Maybe art isn't supposed to inspire action. That's the job of propaganda. Maybe art is only meant to inspire positive action, and when it inspires negative action that's a chemical imbalance in the viewer. Art is a reflection. These are the things bouncing around my head after watching Ordinary People, a movie neither about art inspiring people in negative or positive ways, or propagandizing specific subjects. Maybe this is the point of art: to raise questions in our minds to help us grow. Because what happens if something stops growing? It starts dying.


  1. I don’t think of Beth as a villain. These people are dealing with the ultimate nightmare scenario for a middle class American family. (The people in Come and See -like people in Ukraine, etc.- are dealing with a nightmare of exponential proportions.) The beauty of Ordinary People is that nobody in the movie knows how they should act after surviving such a tragedy, not Jeannine, Lazenby or even Stillman. But I kinda feel like Beth would have been more concerned about being embarrassed than she was about her son’s state of mind after quitting a sport, whether or not Buck had died. Great column!

    1. Thanks for reading, Chris, and well said! Grief is an unwieldy beast that affects people in a million different ways.

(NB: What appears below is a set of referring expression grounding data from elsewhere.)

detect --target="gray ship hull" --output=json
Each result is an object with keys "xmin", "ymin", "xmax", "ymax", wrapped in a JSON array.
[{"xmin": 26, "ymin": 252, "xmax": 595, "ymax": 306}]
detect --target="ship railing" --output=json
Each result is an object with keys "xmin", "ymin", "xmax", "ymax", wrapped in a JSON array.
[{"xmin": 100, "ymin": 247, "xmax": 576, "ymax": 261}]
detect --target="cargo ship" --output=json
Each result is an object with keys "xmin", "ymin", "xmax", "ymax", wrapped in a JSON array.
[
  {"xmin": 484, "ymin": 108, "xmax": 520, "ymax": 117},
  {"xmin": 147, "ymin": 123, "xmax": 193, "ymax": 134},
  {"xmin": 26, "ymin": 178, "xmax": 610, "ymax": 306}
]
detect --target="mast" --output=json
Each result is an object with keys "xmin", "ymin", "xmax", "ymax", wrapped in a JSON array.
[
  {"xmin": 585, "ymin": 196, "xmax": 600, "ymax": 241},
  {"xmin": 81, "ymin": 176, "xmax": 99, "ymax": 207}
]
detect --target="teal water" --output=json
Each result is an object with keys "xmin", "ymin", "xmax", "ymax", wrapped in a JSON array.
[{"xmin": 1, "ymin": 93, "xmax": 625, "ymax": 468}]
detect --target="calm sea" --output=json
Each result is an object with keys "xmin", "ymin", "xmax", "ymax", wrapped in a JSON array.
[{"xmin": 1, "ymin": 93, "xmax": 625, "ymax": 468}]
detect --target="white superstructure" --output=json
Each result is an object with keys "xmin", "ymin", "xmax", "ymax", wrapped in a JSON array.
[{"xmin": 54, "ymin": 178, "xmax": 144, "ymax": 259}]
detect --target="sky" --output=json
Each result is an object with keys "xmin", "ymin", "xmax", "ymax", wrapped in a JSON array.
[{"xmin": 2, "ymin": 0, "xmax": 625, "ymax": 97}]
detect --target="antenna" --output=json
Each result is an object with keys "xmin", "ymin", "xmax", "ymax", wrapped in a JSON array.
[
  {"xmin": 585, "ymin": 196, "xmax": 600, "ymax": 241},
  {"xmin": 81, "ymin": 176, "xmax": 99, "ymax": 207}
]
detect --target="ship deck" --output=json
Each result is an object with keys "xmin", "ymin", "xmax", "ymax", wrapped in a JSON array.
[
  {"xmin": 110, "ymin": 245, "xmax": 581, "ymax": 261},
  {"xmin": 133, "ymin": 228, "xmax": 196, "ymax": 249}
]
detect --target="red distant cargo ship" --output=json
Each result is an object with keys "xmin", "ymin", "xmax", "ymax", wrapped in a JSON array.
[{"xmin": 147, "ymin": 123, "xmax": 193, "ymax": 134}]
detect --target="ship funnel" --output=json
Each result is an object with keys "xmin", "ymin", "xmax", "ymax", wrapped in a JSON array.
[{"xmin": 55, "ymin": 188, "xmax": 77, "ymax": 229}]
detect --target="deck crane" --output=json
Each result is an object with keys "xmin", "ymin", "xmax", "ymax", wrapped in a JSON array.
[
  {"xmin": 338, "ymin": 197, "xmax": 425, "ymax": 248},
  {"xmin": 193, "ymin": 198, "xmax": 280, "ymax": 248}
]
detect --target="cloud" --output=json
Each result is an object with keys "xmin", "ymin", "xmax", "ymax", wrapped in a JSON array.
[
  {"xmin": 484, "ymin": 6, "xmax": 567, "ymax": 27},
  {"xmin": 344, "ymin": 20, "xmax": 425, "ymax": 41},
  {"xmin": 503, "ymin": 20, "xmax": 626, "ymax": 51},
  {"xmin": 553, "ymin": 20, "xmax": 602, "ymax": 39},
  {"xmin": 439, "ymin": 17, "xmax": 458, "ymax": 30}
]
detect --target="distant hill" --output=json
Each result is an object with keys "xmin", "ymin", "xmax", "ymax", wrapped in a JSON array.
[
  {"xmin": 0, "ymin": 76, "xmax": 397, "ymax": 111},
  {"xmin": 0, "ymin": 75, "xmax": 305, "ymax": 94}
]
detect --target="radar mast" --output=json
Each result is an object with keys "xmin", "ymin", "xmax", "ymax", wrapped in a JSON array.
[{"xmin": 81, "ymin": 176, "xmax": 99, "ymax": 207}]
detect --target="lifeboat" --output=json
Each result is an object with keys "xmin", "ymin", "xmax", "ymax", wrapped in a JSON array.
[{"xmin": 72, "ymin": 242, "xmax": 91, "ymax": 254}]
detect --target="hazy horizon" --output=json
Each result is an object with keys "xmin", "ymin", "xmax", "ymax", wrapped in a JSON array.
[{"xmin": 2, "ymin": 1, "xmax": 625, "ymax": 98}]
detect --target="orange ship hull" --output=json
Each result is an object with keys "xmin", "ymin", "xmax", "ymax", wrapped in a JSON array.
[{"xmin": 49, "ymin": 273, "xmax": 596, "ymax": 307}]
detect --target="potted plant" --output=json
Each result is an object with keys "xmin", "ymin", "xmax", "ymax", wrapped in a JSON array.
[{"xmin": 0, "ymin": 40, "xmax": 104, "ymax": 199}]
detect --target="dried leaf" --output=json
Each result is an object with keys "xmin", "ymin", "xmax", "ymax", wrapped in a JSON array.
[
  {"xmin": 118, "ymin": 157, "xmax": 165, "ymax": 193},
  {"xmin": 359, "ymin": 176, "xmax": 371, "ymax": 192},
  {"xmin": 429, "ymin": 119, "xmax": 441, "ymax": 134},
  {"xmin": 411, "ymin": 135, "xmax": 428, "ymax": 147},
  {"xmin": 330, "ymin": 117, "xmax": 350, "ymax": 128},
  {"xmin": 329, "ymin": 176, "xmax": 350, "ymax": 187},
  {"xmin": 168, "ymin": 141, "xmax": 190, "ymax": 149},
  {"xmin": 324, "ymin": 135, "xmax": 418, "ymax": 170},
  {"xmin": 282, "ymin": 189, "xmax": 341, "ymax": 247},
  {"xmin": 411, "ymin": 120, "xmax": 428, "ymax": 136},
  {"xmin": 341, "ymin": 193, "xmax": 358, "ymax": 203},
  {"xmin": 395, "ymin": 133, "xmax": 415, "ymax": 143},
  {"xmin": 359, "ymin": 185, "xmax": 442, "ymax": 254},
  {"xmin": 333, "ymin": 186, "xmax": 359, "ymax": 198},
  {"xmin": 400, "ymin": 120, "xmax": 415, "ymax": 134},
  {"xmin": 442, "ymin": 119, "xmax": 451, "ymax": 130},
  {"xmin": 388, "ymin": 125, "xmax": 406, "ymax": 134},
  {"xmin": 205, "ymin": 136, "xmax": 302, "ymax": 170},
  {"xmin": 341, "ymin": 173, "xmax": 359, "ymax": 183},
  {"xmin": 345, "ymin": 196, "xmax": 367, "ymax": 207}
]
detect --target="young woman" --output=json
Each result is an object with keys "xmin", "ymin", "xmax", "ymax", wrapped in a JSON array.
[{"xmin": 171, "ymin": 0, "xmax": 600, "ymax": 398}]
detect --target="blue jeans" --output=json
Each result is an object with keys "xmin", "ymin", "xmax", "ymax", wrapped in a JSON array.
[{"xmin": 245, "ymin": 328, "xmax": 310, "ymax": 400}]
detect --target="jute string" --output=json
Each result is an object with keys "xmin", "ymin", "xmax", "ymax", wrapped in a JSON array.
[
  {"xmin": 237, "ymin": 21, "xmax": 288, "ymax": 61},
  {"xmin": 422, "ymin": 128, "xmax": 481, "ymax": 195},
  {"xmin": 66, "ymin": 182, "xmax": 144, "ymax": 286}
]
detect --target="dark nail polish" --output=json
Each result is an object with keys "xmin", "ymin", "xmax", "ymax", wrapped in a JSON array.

  2. It has been a couple of decades since I seriously delved into Woody Allen's filmography. You are right that for a filmmaker who is supposed to be funny, Allen surprisingly excels at exploring dark emotional territory. His transformation in the 1970s from Bananas to Manhattan is one the most remarkable in American cinema history. I know it's not popular now to acknowledge his importance, particularly from the 1970s into 1980s. I watched all of his 1970s films on Turner Classic Movies in the late 1990s and early 2000s. Rarely is a Woody Allen film broadcast on the channel now.

  3. Great column, Anthony. I saw Ordinary People during its first theatrical release in 1980 and I was floored by MTM's performance as Beth. I think part of the "villain" reaction was that people had so much affection for her as "funny!" that MTM leaving behind her funny persona seems cruel to us and to the other characters. Beth is no Mary Richards or Laura Petrie. To me, that made MTM the perfect choice for the role... part of us has seen how bright and capable she can be. That absence is amplified in Beth's coldness. But seeing her "almost dead inside" just makes my heart ache for her and for her family.